PROFI: Wofür steht für Sie die Rebsorte Blauer Wildbacher?
Retter: Er ist ein ungehobener, manchmal leider auch ungehobelter Schatz der österreichischen Weinkultur.
Russold: Als gebürtiger Steirer hat man Sauvignon, Schilcher und Kürbiskernöl im Blut.
Giessauf: Für mich persönlich bedeutet die Rebsorte Heimat – Schilcher gibt es nur in der Steiermark und daher denke ich immer direkt an daheim, sobald ich eine Flasche in der Hand habe oder danach gefragt werde. Ich bin ein Riesenfan des Schilchersturms. Ein Sturm-Transport nach Köln ist leider sehr schwierig, da man die Flaschen nicht richtig verschließen kann.

© Fotografie Frank Schoepgens
Wie sehen Sie die Rebsorte Blauer Wildbacher im Vergleich zu anderen?
Retter: Er hat die Möglichkeit, eigenständig mit ungeheurem Potenzial der nächste Hype zu werden! In der Hoffnung, dass er es unverfälscht übersteht.
Russold: Da der Wildbacher eher auf der rustikalen, säurebetonten Seite ist, wirkt er für viele als Rotwein oder Roséwein befremdend. Liebe auf den ersten Schluck ist eher selten zu erleben bei dieser Rebsorte. Nichtsdestotrotz können die unterschiedlichen Weinstile des Wildbachers einerseits zu Speisen brillieren, andererseits als leichter Solist oder als Spritzer/Schorle eine tolle Erfrischung sein.
Giessauf: Der Wein selbst stand für mich lange als klassischer Brettljausen-Wein fest. In letzter Zeit findet man aber auch immer wieder sehr spannende Versionen von Weinbauern, die den Wein mit Maischestandzeit oder als Rotwein, Frizzante oder Pet Nat ausbauen.
»I’m a Blauer Wildbacher lover because…
… it’s fresh, knackig and pure.«
Iris Giessauf, »Esser Gasthaus« in Köln
Eine Rebsorte, die polarisiert…
Giessauf: Er ist keine »Everybody‘s Darling«-Rebsorte – allein aufgrund der Säuregradation – das muss man schon mögen.

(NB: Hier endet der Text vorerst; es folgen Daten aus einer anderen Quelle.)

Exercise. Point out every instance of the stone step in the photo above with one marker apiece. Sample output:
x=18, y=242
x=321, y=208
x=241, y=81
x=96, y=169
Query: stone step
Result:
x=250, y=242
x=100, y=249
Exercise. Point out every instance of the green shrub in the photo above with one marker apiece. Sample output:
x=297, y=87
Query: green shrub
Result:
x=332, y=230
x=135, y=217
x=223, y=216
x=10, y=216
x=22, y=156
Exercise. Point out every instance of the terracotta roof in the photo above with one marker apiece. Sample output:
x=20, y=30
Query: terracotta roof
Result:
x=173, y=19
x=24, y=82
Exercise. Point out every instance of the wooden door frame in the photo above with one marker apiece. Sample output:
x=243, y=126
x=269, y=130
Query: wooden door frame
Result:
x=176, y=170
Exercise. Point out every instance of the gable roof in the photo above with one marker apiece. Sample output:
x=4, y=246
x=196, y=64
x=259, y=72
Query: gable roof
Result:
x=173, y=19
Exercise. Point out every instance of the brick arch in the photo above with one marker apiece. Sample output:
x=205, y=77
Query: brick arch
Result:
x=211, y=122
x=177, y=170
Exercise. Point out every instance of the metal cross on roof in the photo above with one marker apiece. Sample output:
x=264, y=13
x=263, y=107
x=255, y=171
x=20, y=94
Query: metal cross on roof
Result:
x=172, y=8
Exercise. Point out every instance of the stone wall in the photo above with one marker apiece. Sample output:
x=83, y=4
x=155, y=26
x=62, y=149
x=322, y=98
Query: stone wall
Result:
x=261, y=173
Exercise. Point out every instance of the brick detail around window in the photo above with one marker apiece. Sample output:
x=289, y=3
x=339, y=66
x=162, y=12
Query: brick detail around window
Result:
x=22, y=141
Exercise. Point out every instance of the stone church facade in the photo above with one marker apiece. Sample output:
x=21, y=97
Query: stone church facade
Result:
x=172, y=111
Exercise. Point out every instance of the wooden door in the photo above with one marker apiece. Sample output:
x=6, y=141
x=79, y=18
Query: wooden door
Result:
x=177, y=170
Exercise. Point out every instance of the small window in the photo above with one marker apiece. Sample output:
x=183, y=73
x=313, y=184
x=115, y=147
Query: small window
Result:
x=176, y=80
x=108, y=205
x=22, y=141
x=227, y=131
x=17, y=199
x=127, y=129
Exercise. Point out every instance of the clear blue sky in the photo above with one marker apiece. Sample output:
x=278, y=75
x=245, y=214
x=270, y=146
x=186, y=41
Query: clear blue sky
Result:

Ich muss immer dran denken, dass mein Papa gesagt hat: »Iris, nach dem dritten Glaserl stellen sich die Zehennägel nicht mehr hoch.«

© Anna Kauker
Sind zum Teil zu viele Vorurteile präsent?
Retter: Die Rebsorte kann nichts für die Masse an mittelmäßigen Weinen der Region … Leider geht‘s meist um‘s schnelle Geld vor Ort! Buschenschank und Souvenirwein … aber wer geht den steinigen Weg und gibt dem Wildbacher, was er braucht? Und das ist Zeit, beste Lagen und Zuwendung, die weiter reicht als bis zum Ertrag.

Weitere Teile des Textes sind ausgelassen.